当剪切和粘结比弯曲强的预应力受弯构件受荷失效时，它们会以下列方式中的一种失效：
    （1） Failure at cracking load           In very lightly prestressed members, the cracking moment may be greater than the moment the member can withstand in the cracked condition and, hence, the cracking moment is the ultimate moment. This condition is rare（很少的）and is most likely to occur in members that are prestressed concentrically with small amounts of steel. It can also occur in hollow or solid（实心）prestressed concrete members that have relatively low levels of reinforcing. Determination of the possibility of this type of failure is accomplished by comparing the estimated moment that would cause cracking to the estimated ultimate moment, computed as described below. When the estimated cracking load is larger than the computed ultimate load, this type of failure would take place if the member were subjected to the required loads. Because this type of failure is brittle failure, it occurs without warning – designs that would yield（产生）this mode of failure should be avoided.
    （1）开裂荷载下的失效              在施加非常少量预应力的构件中，其开裂弯矩可能大于构件在开裂状态下能承受的弯矩，因此，开裂弯矩为极限弯矩。这种情况是很少的，且在构件中最可能发生用少量钢筋同心地施加预应力。在空心或实心的预应力混凝土构件中也会出现相对低等级的钢筋。 通过比较引起开裂的弯矩估计值与按下面描述（的方法）计算的极限弯矩估计值来确定这种失效的可能性。当估计的开裂荷载大于计算的极限荷载，则如果构件承受要求的荷载，这种失效将会发生。由于这种失效是脆性失效，因此其发生时没有警告-产生这种失效方式的设计应该被避免。

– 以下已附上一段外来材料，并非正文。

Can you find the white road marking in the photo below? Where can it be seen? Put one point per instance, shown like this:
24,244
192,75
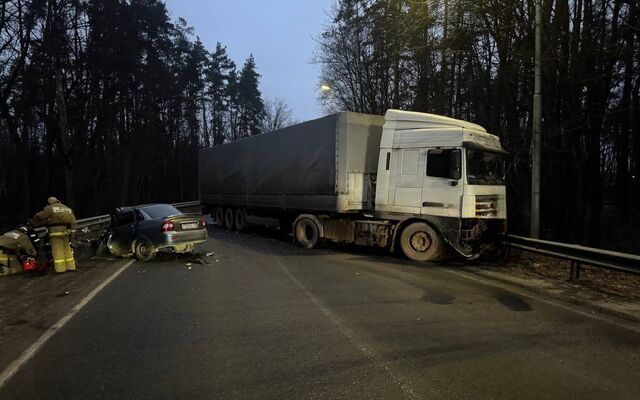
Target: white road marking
352,337
26,355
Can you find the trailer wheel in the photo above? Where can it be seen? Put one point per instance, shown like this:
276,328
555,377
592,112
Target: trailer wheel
306,233
420,242
228,218
240,219
220,216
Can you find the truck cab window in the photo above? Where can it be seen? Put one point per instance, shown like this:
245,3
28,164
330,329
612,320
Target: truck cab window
444,163
485,168
410,162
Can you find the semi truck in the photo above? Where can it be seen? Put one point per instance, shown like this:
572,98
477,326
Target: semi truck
429,185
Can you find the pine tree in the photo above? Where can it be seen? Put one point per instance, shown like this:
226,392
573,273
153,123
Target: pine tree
217,76
250,104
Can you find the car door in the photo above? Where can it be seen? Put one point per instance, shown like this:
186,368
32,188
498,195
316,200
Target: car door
123,230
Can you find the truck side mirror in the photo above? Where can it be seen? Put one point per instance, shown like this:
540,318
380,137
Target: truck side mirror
455,164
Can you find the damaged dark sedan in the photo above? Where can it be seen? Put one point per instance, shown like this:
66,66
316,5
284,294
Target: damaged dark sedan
144,230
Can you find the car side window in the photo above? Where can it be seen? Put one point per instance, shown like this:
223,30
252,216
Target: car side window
139,216
125,218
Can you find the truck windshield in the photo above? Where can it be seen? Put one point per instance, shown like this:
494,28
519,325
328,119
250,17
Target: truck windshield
484,168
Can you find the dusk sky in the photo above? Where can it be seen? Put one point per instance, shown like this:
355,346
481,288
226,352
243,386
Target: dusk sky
279,33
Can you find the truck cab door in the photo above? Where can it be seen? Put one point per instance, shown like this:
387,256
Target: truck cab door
442,186
407,186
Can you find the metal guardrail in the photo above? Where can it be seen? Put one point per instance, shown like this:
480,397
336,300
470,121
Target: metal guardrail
578,255
100,219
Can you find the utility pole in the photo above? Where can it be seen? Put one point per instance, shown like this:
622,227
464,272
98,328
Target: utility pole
537,127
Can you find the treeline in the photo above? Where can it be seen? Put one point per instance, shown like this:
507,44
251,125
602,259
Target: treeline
106,102
474,60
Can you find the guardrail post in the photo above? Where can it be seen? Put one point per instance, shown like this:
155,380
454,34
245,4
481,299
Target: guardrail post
574,275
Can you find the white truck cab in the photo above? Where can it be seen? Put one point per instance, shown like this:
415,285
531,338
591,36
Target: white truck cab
445,171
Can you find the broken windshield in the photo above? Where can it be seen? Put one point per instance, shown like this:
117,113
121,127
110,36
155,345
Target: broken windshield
484,168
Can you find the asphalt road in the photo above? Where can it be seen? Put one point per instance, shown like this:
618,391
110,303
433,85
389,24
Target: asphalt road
270,321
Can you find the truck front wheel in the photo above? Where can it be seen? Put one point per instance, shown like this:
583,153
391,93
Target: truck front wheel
420,242
306,233
220,216
228,218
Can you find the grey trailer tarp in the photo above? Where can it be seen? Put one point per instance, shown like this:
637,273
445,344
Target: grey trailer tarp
325,164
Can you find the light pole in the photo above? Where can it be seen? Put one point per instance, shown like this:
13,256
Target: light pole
537,126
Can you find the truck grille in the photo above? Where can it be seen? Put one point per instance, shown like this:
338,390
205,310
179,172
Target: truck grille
486,205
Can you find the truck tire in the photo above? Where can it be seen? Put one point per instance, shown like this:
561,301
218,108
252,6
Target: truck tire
420,242
306,233
228,218
219,217
240,219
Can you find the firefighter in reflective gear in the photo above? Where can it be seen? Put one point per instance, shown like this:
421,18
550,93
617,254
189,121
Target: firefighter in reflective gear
14,244
61,223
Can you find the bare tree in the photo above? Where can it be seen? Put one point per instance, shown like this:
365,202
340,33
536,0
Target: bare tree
277,115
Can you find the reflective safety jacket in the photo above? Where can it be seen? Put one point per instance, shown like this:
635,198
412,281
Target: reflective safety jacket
17,242
55,215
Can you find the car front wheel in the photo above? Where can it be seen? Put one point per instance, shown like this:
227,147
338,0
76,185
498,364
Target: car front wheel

    （2）Failure due to rupture of steel      In lightly reinforced（少量加筋）members subjected to ultimate load, the ultimate strength of the steel may be attained before the concrete has reached a highly plastic state（高度塑性状态）. This type of failure is occasionally encountered in the design of structures with very large compression flanges in comparison to（与..相比）the amount of prestressing steel, such as a composite（复合）bridge stringer（纵梁）. Computation of the ultimate moment of a member subject to this type of failure can be done with a high precision. The method of computation, as well as the determination of which members are subject to this mode of failure, is described below.
    （2）钢筋断裂引起的失效             在少量加筋并承受极限荷载的构件中，钢筋的极限强度可能在混凝土达到高度塑性状态之前就达到。这种失效在与预应力筋的数量相比有很大受压翼缘的结构设计中会偶然遇到，如一个复合的桥梁纵梁。可以高精度地计算易遭受这种失效的构件的极限弯矩。这种计算方法以及确定哪根杆件易遭受这种失效方式将在下面描述。
    （3）Failure due to strain     The usual underreinforced（配筋不足）, prestressed structure that are encountered in practice are of such proportions（尺寸）that, if loaded to ultimate, the steel would be stressed well into（早已进入）the plastic range and the member would evidence（显示）large deflection. Failure of the member will occur when the concrete attains the maximum strain that it is capable of withstanding. It is important to understand that research into（..的调查）the ultimate bending strength of reinforced and prestressed concrete has led most investigators to the conclusion that concrete, of the quality（特性）normally（通常）encountered in prestressed work（工程）fails when the limiting strain of 0.003 is attained in the concrete.
应变引起的失效            在实践中遇到通常配筋不足的预应力结构具有这样的尺寸，以至于如果加荷至极限，钢筋的应力早已进入塑性范围，而该构件将显示出很大的挠度。当混凝土达到其能承受的最大应变时，该构件将发生失效。明白对预应力钢筋混凝土的极限抗弯强度的调查已经导致多数调查者得到了结论，即当混凝土达到 0.003的极限应变时，具有在预应力工程中常遇性能的混凝土会失效，这点很重要。
            Since the ultimate bending capacity is limited by strain rather than stress in the concrete, it is a function of the elastic moduli（modulus的复数形式,模量）of the concrete and steel. The magnitude of the ultimate moment for members of this category can also be predicted（预测）, as a rule, within the normal tolerance（正常的允许误差）expected in structural design. The ultimate moment of underreinforced sections cannot be predicted with the same precision as the lightly reinforced members described above, since the ultimate moments of underreinforced members are a function of the elastic properties of the steel and the effective stresses in the prestressing steel, whereas the ultimate moment capacities of lightly reinforced members are not.